Eupraxia of Ryazan (Евпраксия Рязанская; died 1237) was a princess consort of Ryazan by marriage to Fyodor Yurevich of Ryazan. She is venerated as a local saint in the Russian Orthodox Church.

According to Russian chronicles, Prince Fyodor acted as an emissary during negotiations with Batu Khan. During these negotiations, Batu Khan demanded that he be given he be given Fyodor's wife to marry. This was an accepted practice amongst Mongol conquerors, with many precedents of conquering Mongol warriors demanding the wife of a newly conquered vassal. Prince Fyodor adamantly refused, and Batu Khan had him killed.
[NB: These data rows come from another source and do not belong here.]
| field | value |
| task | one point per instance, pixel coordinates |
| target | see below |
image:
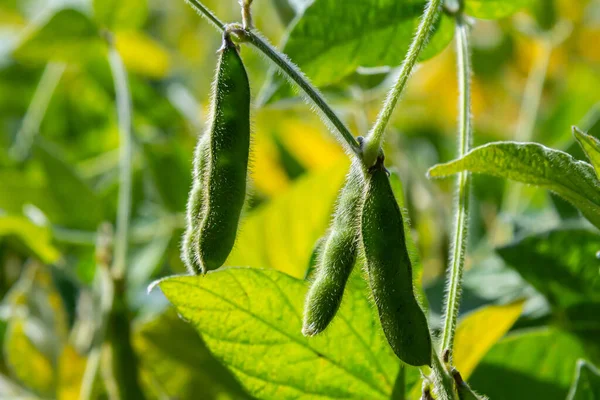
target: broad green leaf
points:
(282, 234)
(586, 385)
(37, 239)
(69, 35)
(120, 14)
(591, 147)
(478, 331)
(533, 364)
(72, 193)
(26, 362)
(494, 9)
(251, 320)
(332, 39)
(177, 361)
(561, 264)
(537, 165)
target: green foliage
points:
(586, 385)
(534, 164)
(251, 319)
(331, 41)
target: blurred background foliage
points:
(59, 182)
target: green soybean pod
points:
(390, 271)
(337, 256)
(227, 164)
(189, 253)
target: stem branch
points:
(289, 69)
(375, 137)
(461, 219)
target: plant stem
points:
(123, 101)
(37, 109)
(528, 115)
(290, 70)
(461, 219)
(301, 80)
(376, 135)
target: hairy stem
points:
(37, 109)
(376, 135)
(461, 219)
(291, 71)
(123, 100)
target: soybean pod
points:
(227, 161)
(390, 271)
(336, 257)
(189, 253)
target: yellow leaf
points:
(479, 331)
(281, 235)
(142, 55)
(25, 361)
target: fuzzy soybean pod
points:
(390, 271)
(227, 161)
(337, 256)
(189, 253)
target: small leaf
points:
(282, 234)
(69, 35)
(251, 320)
(478, 331)
(178, 361)
(37, 239)
(591, 147)
(332, 39)
(494, 9)
(534, 364)
(120, 14)
(537, 165)
(586, 385)
(561, 264)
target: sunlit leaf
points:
(537, 165)
(251, 320)
(561, 264)
(120, 14)
(178, 362)
(534, 364)
(478, 331)
(282, 234)
(493, 9)
(27, 363)
(141, 54)
(331, 40)
(69, 35)
(591, 147)
(586, 385)
(36, 239)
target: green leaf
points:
(537, 165)
(75, 197)
(561, 264)
(591, 147)
(586, 385)
(176, 360)
(251, 320)
(332, 39)
(120, 14)
(494, 9)
(69, 35)
(536, 364)
(37, 239)
(282, 234)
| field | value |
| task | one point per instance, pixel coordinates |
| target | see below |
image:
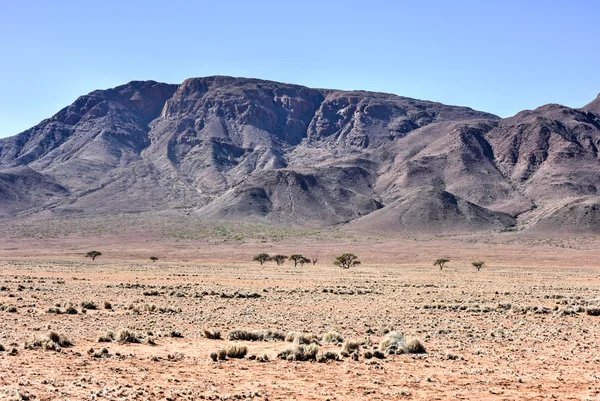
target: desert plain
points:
(523, 327)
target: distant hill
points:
(252, 150)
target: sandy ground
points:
(517, 329)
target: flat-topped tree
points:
(347, 260)
(262, 258)
(93, 254)
(441, 262)
(298, 259)
(478, 265)
(279, 259)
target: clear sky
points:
(498, 56)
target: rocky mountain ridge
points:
(253, 150)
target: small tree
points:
(347, 260)
(441, 262)
(478, 265)
(262, 258)
(93, 254)
(298, 259)
(279, 259)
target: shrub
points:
(392, 339)
(301, 338)
(299, 352)
(211, 334)
(593, 311)
(332, 337)
(51, 342)
(108, 337)
(93, 254)
(279, 259)
(350, 346)
(478, 265)
(244, 335)
(89, 305)
(70, 309)
(346, 260)
(328, 356)
(441, 262)
(236, 350)
(128, 336)
(299, 259)
(222, 354)
(262, 258)
(414, 346)
(396, 343)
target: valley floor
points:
(517, 329)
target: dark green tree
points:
(347, 260)
(93, 254)
(279, 259)
(441, 262)
(262, 258)
(478, 265)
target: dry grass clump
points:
(236, 350)
(128, 336)
(222, 354)
(89, 305)
(396, 343)
(593, 311)
(301, 338)
(108, 337)
(414, 346)
(211, 334)
(175, 334)
(244, 335)
(333, 337)
(350, 346)
(51, 342)
(8, 308)
(328, 356)
(300, 352)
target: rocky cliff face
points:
(248, 149)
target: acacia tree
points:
(93, 254)
(279, 259)
(298, 259)
(346, 260)
(478, 265)
(262, 258)
(441, 262)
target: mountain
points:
(243, 149)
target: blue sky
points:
(496, 56)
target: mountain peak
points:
(593, 106)
(248, 149)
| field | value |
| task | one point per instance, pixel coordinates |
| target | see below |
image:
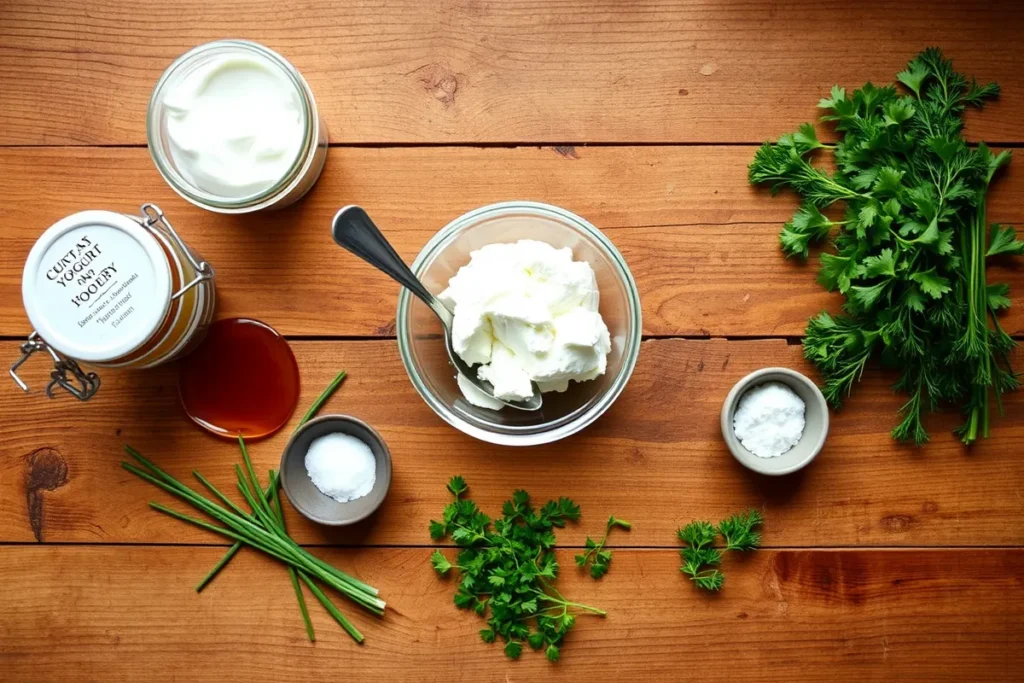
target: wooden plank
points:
(701, 243)
(700, 71)
(655, 459)
(130, 613)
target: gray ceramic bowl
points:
(815, 417)
(303, 494)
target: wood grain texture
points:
(655, 459)
(521, 71)
(126, 614)
(701, 243)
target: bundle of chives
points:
(263, 528)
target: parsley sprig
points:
(700, 559)
(507, 567)
(911, 247)
(594, 552)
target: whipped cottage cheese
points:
(526, 311)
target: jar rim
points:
(259, 200)
(151, 315)
(532, 434)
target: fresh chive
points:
(218, 566)
(263, 528)
(318, 403)
(280, 515)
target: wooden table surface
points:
(881, 561)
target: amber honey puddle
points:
(243, 379)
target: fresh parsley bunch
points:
(594, 553)
(911, 246)
(700, 559)
(507, 566)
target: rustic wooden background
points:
(882, 562)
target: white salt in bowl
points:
(815, 418)
(304, 495)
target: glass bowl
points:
(421, 340)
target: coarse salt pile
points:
(769, 420)
(341, 466)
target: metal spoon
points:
(353, 229)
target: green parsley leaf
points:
(931, 283)
(440, 563)
(739, 530)
(909, 255)
(506, 568)
(599, 558)
(1003, 240)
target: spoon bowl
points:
(353, 230)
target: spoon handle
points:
(353, 230)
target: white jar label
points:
(94, 285)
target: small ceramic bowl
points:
(306, 498)
(815, 417)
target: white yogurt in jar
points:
(233, 128)
(235, 125)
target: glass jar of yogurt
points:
(233, 127)
(112, 290)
As told by Russian chroniclers and poets, Eupraxia subsequently committed suicide rather than to surrender to captivity of Batu Khan during the Mongol invasion of Russia. Taking her son in her arms, she jumped from a tower. The author of The Tale of the Destruction of Ryazan bewails the martyrdom of Eupraxia.

She has been portrayed in films.

==Bibliography==
- Евпраксия, жена князя Федора Юрьевича // Энциклопедический словарь Брокгауза и Ефрона : в 86 т. (82 т. и 4 доп.). — СПб., 1890—1907.